# NTs: Ticks



## Quin Sabe (Jan 26, 2010)

I'm just wondering if us NT types have a propensity to develop ticks or other strange habits.
I know I've found three in myself with the help friends.

1. I used to end nearly every sentence with "you know?" (I'm back to normal on that one)
2. I have habit of thinking out loud in whispers, this one pisses me off the most. Since if your around me and its quiet, your will just hear me whispering nearly inaudibly and I can see that leading to a asylum, lol 
3. This is the most recent, I honestly think it's just me trying to be a active listener but it comes out as me just say yup, yeah, a lot agreeing with you on things I know nothing about.

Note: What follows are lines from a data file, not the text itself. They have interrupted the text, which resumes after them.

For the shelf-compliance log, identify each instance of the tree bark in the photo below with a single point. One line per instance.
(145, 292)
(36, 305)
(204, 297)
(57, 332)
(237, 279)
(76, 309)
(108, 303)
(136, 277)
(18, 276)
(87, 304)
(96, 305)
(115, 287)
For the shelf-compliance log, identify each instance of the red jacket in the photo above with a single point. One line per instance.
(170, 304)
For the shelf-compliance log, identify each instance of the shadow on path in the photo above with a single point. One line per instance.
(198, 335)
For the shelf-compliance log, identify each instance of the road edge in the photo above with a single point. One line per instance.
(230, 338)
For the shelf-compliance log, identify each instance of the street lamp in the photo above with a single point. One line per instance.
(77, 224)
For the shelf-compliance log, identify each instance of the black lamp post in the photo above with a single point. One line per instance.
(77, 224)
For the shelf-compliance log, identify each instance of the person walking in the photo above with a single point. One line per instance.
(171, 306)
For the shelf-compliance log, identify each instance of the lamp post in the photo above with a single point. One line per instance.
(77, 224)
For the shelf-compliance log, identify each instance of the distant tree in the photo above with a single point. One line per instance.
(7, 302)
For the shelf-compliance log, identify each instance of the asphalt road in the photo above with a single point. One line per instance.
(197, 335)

Like you can be describing a personal situation, I'll just say yeah, like I was there, I need to fix that. 

So there's my habits/ticks, anyone else have any to share?
Or any thoughts about it?


----------



## Nearsification (Jan 3, 2010)

I twirl my hair. I chew on everything. I mean everything! If i have nothing to chew on i'l gnaw on my own arm.


----------



## The Psychonaut (Oct 29, 2009)

i twitch sometimes but its cuz of too many hallucinogens, i bite my nails, i dont know if its a tick or not but if someone starts talking about something im interested in i absolutely must get in teh conversation.


----------



## ZareliMan (Feb 9, 2010)

I don't know if it's a tick but I tend to move my leg when sitting, continously, I can stop but I feel better when I'm moving it. I also used to have some involuntary movements but they were myoclonies related to my low degree of epilepsy which are completely supressed by the medications.


----------



## Van (Dec 28, 2009)

Ever since I was young I've had the habit of secretly playing an invisible piano. Occasionally it's an invisible violin. I know something's boring me when I find myself trying to figure out how to play something in contrary motion. Ha, this sounds even weirder than I thought it would.


----------



## Ben (Aug 23, 2009)

-I bite things; pencils, pens, my pillows...like Jonny said: I'll probably chew on anything.
-I make random gestures when talking to myself.
-I jiggle my leg almost nonstop when I'm sitting.


----------



## Thorndrop (Jan 6, 2010)

I do all of those. lol.. The whispering one is a very rare occurence saved for my math teacher who patronises us. 'Just SHUT UP please!!!'


----------



## Ormazd (Jan 26, 2010)

whenever I go to a restaurant I have to perfectly arrange my napkin placemat cutlery etc. so that it all squares out and the bottom of the napkin lines up with the bottom of the placemat and the like.


----------



## KaylRyck (Feb 2, 2010)

Quin Sabe said:


> 3. This is the most recent, I honestly think it's just me trying to be a active listener but it comes out as me just say yup, yeah, a lot agreeing with you on things I know nothing about.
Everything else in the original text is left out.